As a teenager in the early 1950s, Moore noticed the Sisters of Saint Martha teaching at Eskasoni First Nation, 40 kilometres south of Sydney. She longed to join them.
“I was going into something that God has called me to,” she remembered. “I was inspired by God to enter the religious life and I got to know the sisters … and they gave me potential to move forward.”
Her capacity to assist others then gradually expanded. After receiving her bachelor of education at St. Francis Xavier University, Moore would go on to teach at the school on Eskasoni beginning in the mid-1970s.
The documentary includes a range of interviews with former students, including those who were surprised to encounter a Mi’kmaw woman, who was both quiet and yet relentless, in their midst at the First Nation school.
“All of a sudden … I could understand what was being taught,” said Thomas Johnson, a former student who went on to become the director of the Eskasoni Fish and Wildlife Commission.

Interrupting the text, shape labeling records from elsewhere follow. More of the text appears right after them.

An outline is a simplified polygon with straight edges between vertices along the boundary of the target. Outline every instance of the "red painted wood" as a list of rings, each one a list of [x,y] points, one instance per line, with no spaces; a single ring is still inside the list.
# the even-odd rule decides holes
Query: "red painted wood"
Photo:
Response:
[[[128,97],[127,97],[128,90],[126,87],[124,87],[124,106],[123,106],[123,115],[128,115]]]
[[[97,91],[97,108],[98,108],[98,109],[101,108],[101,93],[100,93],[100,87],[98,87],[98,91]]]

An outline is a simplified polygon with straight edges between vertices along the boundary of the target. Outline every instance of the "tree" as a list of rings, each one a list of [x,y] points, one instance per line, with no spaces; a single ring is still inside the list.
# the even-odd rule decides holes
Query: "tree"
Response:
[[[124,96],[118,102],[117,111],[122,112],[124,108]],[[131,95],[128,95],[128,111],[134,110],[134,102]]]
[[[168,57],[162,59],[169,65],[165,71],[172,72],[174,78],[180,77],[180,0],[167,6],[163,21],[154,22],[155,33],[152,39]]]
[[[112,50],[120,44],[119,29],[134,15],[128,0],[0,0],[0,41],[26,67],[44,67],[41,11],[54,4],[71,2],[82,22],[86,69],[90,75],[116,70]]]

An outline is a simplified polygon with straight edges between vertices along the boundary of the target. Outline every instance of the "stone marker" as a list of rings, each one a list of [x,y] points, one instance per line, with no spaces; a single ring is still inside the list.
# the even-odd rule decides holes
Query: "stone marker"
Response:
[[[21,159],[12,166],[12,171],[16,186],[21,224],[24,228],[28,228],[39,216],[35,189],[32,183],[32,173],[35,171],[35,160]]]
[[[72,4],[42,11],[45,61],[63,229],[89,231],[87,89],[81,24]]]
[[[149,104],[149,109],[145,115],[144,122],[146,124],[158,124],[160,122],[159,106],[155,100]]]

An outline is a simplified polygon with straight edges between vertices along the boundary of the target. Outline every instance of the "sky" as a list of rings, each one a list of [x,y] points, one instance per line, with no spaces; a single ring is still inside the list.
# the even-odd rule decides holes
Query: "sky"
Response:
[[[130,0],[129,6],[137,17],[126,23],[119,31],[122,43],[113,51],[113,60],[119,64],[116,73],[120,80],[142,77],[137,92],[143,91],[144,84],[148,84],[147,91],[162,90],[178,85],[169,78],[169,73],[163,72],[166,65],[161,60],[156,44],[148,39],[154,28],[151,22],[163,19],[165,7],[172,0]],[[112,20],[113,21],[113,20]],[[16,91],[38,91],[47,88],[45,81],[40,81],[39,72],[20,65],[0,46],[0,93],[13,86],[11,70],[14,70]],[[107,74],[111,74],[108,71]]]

“The generosity of others became lessons in her life where she paid it forward and supported others,” producer Harkins said in a telephone interview.
Moore was hired to assist students attending Cape Breton University, then known as the University College of Cape Breton, and made certain students didn’t give up on their dreams.
“She’d drive in, knock on the door and say, ‘I told you can do this, I’m taking you, you’re going to university.’ She did this for a small group of students all of whom went on to graduate … and do really significant things,” recalled Keith Brown, a vice president at the university.
“She’s given an academic discipline to the world,” said Brown, referring to her push for Mi’kmaq studies at the university.
At one point in the film, David Dingwall, president of Cape Breton University, estimates about 2,400 Indigenous students have passed through the school. There are 742 graduates of the university’s Un’ama’ki College.
“She (Moore) played the biggest part in that story of great success,” Dingwall said.
Her methods of advocacy for her language and culture were firm and behind-the-scenes, said Brown. “Sister Moore builds allegiances and looks for people who are like-minded and will be supportive,” he said.
Near the end of the film, Darren Googoo, director of education at Membertou Mi’kmaw Nation and a former student of Moore’s, attempts to capture how her life as elder, devoted Christian and educator combine to help her move beyond the failings of the Church and the obstacles to reform she encountered.
“There is this notion she can serve the Lord in her way, but she can also serve her people at the same time, and I think that’s a real tribute for a person to be able to do that given the history where sometimes it appears these things can be in conflict,” he said.